On the porch, I thanked Lynn several times, handing over the diaper bag, along with The Wonderful Wizard of Oz book. I was desperate, and I had no one else to call in that fucking town. “I’ll be by in a day or two, just don’t want to get him sick, is all.”
“Well, of course not.” She pinched your cheek as Peter wheeled up the ramp to our house. “White rum, that always does the trick.” But I knew she didn’t give one shit about the flu I was lying about.
She left. She left with you, Mason, the part where I watch you two drive off into the sunset.
But it’s nothing but darkness from here on out.
—
It must have been a couple weeks later; it was all such a blur. Time, that is. “Peter, please don’t cry,” I pleaded, resting my hands on his. I needed normalcy, not his tears.

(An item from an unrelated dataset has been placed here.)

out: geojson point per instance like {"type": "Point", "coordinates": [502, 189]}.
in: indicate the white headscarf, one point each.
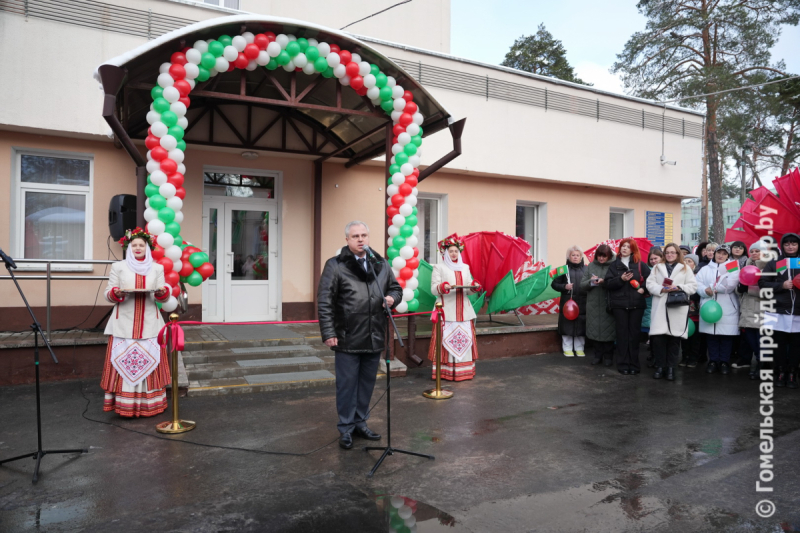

“I’ll kill him,” he said, his bottom lip quivering. “I-I-I’ll kill the fucking bastard my-my-myself.” And together, Peter and I wept like children in the middle of the kitchen. Matthew was off on a construction job somewhere out east, though I’d made it a point to avoid leaving my room while he was still crashing at our house. Mark had been in and out, but he never noticed me, anyway. I made his dinner. I kept it warm. I somehow managed to keep the house tidy enough for his liking. Don’t ask me how. I suppose autopilot is a powerful thing.
“I have to tell Mark,” I whispered, my nose running for miles. I used my sleeve to wipe the tears from his face.
“But you know what he’s like, Nessa.”
“I do.” I leaned my arm on the island counter in the middle of the kitchen, where only some days before,
Matthew had sucked pieces of broken mug from my foot. “Which is why, if anything happens to me…”
“Stop talking like that,” Peter cried.
“I fucking have to,” I said, and he knew I could have been right.
“You don’t have to talk like that.” He reversed his chair to turn his back to me. “You don’t have to tell Mark.”
And perhaps he was right. The thought of telling my husband made the chunks rise to my throat; it made my cheeks water something dreadfully sour. I inhaled hard through my nostrils, an attempt to keep the vomit down. I ran to the bathroom and embraced the porcelain bus, the force enough to make me pee myself a little.
When I finished, I blotted the tears and spit the last of the spleen from my mouth. The shower at my heels, I noticed a piece of ceramic from the other night when I shattered my mug, leaning against the tiles that ran under the shower door. Using one arm to wipe the sweat from my brow, I used the other to toss the shard into the bathroom pail. And when my hand slipped on the floor, I accidentally hit one of the tiles at the base of the shower, one already loose. I moved it, the ceramic cold on my fingertips. I caught it as it fell off, a small cavity in the base of the wall. Looking inside, I saw nothing.
And then, those heavy footsteps on the front porch once more. The sound of Mark greeting Peter. “What’s the matter for ya?” he asked. I vomited once more. He banged on the door. “You almost finished in there Nessa? I gotta take a leak.”
“I’ll be right out,” I yelled back. I put the tile back in its place and left the bathroom, passing Mark on the way out.
“What, you don’t know how to kiss your husband after a long day’s work no more?” I leaned up and kissed him on the cheek, the taste of vomit still on my breath. “Babe, where’s dinner?” he asked as he unzipped to piss in front of me. I took a good long stare at him in his NYPD blues. I could smell the perfume of a whore, overbearing and cheap. I bet the whore was too. I could see the heaviness of his eyelids, that same heaviness he’d have after climaxing, back when we still made love.